Un sostegno fatto non solo di parole ma anche di dollari, esattamente 1,25 milioni. Da allora molto è cambiato. A sentire Hillary Clinton e i suoi sostenitori sembrava che Trump avesse schierati compattamente contro di lui Wall Street e i massimi imprenditori degli Stati Uniti. Si è visto che non era così. E dopo la vittoria in tanti sono saliti sul suo carro.

Il presidente eletto continua comunque a incontrare la massima resistenza nella Silicon Valley: per esempio, il patron di Amazon, Jeff Bezos, tramite il quotidiano da lui posseduto, il Washington Post, sta facendo guerra aperta a Trump. Due giorni fa, in un’intervista al New York Times, Thiel ha fatto il punto della situazione, togliendosi qualche sassolino dalla scarpa.

Apple? «La sua epoca è finita. Sappiamo che aspetto ha e cosa può fare uno smartphone. Non è colpa di Tim Cook (il ceo, ndr), ma questa è un’area in cui non ci saranno altre innovazioni». Google? «Sotto Obama ha avuto più potere di quanto ne abbia avuto Exxon sotto George W. Bush». Facebook? «Penso che la politica ufficiale sia quella di negare di essere una media company».

In quanto alle posizioni anti-Trump espresse dalla Silicon Valley, Thiel, gay dichiarato, è stato particolarmente caustico: «Mi preoccupa il fatto che ci sia un parte della Silicon Valley iper politicamente corretta riguardo al sesso. Un mio amico ha la teoria che il resto del Paese tollera la Silicon Valley perché lì la gente non pratica molto il sesso, non si diverte tanto».

Thiel ha ricordato che «normalmente, se sei il ceo di una grande impresa, tendi a essere apolitico o ad avere una posizione politicamente blanda. Ma questa volta hanno fatto a gara su chi fosse più anti Trump. Dicevano: se vince Trump mi mangio le scarpe e vado a piedi nudi fino al confine con il Messico per emigrare lì». Nessuno lo ha fatto e molti sono prontamente saliti sul carro del vincitore: «Una settimana dopo le elezioni ho parlato con un po’ di gente che lavora negli hedge fund, Non avevano sostenuto Trump. Ma all’improvviso hanno tutti cambiato idea.

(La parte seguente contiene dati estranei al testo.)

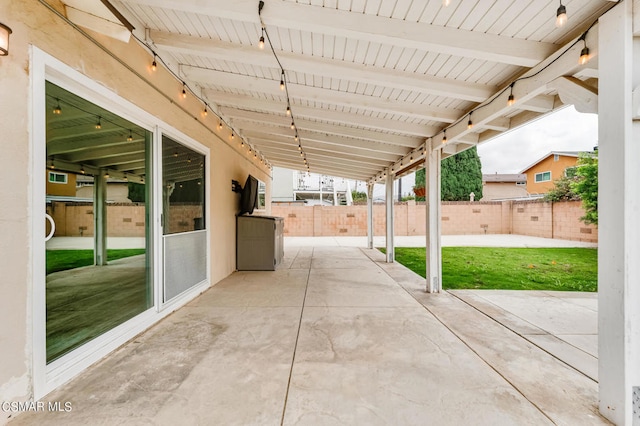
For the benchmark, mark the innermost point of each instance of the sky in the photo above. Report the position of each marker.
(513, 151)
(564, 130)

Le borse stavano salendo e adesso dicevano tutti: non capisco davvero perché sono stato contro di lui durante l’anno».

Riguardo al protezionismo e all’ostilità di Trump nei confronti della globalizzazione, la risposta di Thiel è lapidaria: «Le generazioni più giovani hanno aspettative ridotte ed è la prima volta che succede nella storia dell’America». E poi aggiunge: «I cellulari ci distraggono dal fatto che le metropolitane sono vecchie di cent’anni». Alla fine, Thiel mostra la benevolenza del vincitore nei confronti degli sconfitti: «Confermo, i liberal sono intolleranti, ma ci sono delle sfumature. Dipende dal posto in cui vivono. Se sei un ateo che vive in un paese dell’Alabama, probabilmente sei la persona più tollerante nei dintorni».